I have never been so grateful and relieved to finish a book and so utterly bereft by the realization that I'll never read it for the first time again. It was everything I had hoped it would be, and more.
Grade: A
It's been such a pleasure to read your reviews of the Lymond Chronicles and to re-experience vicariously the rare joy of discovering Dorothy's novels for the first time. Thank you! And, seriously, don't stop now. You must read King Hereafter, which is admittedly rather daunting but totally rewards perseverence. And then the House of Niccolo. And then do what those of us who are obsessed card-carrying members of the Dorothy Dunnett Society do: start all over again!
ReplyDeleteYou have joined the ranks of those who envy anyone reading the series for the first time. Love your reviews which give nothing of the plot twists and turns away - I hope it encourages new readers!
ReplyDeleteIt both made me laugh and tear up that you got it so exactly right.
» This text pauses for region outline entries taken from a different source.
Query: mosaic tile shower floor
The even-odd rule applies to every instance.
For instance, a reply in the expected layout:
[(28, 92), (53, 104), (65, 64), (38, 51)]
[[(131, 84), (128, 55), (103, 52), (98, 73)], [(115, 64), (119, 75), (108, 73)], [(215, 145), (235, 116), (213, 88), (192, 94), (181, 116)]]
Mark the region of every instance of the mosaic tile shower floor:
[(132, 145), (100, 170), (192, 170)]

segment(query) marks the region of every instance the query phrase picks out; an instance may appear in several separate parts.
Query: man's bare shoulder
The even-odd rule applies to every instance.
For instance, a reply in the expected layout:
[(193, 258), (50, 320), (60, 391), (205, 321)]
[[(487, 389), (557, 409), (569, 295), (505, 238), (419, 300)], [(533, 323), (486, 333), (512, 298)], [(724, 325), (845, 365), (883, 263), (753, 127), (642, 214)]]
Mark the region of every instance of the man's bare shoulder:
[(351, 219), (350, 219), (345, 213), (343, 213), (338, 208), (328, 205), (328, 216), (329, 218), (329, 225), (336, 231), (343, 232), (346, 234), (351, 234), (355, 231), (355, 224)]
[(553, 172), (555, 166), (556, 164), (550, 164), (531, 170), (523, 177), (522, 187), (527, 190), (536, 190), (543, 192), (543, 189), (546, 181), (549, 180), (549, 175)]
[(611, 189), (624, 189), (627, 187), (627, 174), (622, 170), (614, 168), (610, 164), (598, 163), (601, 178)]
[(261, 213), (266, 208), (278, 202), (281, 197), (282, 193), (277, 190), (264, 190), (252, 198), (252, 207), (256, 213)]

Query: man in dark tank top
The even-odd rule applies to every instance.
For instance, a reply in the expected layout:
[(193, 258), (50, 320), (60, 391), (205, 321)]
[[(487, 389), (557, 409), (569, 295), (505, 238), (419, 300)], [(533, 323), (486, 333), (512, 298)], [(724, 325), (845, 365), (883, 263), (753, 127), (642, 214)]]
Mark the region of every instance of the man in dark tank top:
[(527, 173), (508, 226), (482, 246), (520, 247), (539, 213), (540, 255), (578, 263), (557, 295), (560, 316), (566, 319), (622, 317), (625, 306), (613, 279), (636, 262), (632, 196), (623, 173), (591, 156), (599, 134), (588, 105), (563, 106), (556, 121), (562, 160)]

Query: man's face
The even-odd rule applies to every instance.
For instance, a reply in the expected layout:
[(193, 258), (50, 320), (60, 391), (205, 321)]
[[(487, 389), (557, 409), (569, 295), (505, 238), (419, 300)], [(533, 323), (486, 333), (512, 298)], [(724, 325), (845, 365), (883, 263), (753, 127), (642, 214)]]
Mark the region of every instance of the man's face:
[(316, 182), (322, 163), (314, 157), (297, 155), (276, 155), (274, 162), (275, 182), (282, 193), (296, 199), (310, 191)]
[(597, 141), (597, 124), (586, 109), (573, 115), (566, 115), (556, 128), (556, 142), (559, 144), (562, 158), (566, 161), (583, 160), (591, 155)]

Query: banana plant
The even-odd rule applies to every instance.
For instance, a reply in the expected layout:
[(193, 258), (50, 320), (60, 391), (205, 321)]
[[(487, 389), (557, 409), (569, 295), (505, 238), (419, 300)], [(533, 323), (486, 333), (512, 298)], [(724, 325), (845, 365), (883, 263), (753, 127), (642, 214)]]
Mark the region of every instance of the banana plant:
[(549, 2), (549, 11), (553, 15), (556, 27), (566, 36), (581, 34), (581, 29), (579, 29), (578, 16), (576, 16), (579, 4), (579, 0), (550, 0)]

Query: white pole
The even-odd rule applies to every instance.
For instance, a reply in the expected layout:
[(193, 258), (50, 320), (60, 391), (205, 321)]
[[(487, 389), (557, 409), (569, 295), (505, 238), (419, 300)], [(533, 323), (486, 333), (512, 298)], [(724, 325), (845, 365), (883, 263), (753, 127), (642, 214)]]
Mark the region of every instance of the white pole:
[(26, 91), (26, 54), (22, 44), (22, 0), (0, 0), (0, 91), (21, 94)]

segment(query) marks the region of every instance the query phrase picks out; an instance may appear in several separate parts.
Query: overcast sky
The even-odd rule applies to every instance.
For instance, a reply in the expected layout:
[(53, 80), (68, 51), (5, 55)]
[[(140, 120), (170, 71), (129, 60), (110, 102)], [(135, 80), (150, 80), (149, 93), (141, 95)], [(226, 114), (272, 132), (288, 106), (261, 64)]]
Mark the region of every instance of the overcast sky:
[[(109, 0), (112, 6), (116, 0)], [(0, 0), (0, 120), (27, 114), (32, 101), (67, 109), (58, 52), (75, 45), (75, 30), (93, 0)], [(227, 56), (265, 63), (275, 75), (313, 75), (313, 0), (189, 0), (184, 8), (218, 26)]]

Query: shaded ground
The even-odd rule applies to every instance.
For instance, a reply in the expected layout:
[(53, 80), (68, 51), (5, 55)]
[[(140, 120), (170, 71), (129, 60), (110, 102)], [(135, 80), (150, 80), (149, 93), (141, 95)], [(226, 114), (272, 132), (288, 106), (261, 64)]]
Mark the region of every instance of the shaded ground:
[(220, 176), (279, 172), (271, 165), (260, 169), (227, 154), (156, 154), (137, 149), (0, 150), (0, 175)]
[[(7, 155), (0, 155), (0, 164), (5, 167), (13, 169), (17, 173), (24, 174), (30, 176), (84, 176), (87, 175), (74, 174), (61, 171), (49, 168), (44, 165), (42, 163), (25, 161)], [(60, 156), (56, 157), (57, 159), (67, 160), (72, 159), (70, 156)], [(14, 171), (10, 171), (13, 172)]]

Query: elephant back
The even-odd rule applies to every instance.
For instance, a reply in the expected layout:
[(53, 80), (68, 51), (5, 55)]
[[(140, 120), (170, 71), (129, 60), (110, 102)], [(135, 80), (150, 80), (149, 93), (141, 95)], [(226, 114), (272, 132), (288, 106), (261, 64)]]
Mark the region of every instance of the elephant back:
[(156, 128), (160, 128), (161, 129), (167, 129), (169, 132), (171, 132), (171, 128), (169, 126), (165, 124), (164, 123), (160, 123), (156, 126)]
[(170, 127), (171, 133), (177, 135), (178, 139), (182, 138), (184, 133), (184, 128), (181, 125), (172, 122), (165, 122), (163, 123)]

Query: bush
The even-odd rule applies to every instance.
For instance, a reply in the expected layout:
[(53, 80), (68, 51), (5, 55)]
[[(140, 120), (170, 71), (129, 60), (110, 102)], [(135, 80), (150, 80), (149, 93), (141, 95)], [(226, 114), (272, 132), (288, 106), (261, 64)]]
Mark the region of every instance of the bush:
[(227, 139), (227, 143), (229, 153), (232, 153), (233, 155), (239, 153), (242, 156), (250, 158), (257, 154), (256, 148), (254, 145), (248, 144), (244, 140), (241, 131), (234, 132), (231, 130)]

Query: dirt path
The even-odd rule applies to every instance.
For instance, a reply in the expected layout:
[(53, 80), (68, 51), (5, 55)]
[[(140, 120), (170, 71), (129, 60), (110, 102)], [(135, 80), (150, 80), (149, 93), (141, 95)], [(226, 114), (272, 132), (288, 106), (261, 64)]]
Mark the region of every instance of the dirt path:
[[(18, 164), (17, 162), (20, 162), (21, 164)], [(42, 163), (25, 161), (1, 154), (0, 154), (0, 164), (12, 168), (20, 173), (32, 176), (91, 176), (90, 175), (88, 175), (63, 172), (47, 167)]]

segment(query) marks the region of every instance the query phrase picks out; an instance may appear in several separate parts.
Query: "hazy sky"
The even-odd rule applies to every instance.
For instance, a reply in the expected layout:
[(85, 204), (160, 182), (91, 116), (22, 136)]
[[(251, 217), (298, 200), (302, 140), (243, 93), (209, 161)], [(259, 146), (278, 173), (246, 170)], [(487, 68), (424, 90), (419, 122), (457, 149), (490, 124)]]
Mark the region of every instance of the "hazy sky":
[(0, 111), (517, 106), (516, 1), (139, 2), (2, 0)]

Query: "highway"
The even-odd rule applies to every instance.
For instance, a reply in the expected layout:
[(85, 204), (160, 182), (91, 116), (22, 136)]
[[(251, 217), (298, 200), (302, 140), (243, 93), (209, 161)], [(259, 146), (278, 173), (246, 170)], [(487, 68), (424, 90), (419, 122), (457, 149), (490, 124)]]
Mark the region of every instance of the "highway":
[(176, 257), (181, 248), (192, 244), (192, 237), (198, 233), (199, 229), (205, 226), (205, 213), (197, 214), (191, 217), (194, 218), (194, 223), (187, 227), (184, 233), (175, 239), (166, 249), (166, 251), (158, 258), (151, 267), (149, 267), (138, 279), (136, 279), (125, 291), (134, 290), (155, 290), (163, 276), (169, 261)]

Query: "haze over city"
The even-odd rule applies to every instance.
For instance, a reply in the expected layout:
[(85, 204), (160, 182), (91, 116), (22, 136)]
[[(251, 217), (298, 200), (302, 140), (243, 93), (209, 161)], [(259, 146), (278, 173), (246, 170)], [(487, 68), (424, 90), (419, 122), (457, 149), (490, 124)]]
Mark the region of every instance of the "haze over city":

The incoherence of trying to explain how wonderfully awe-full it is to read Dunnett and to finish Dunnett for the first time.
ReplyDeleteWhilst you may never read these for the first time again, they will reward you with re-reading. The writing and plotting is so complex that reading them again will bring out other observations, plots, subplots, relationships, and revelations that you may have missed in your headlong rush to find out what happened the first time around.
ReplyDeleteI hope you keep enjoying Dorothy's books for many more years.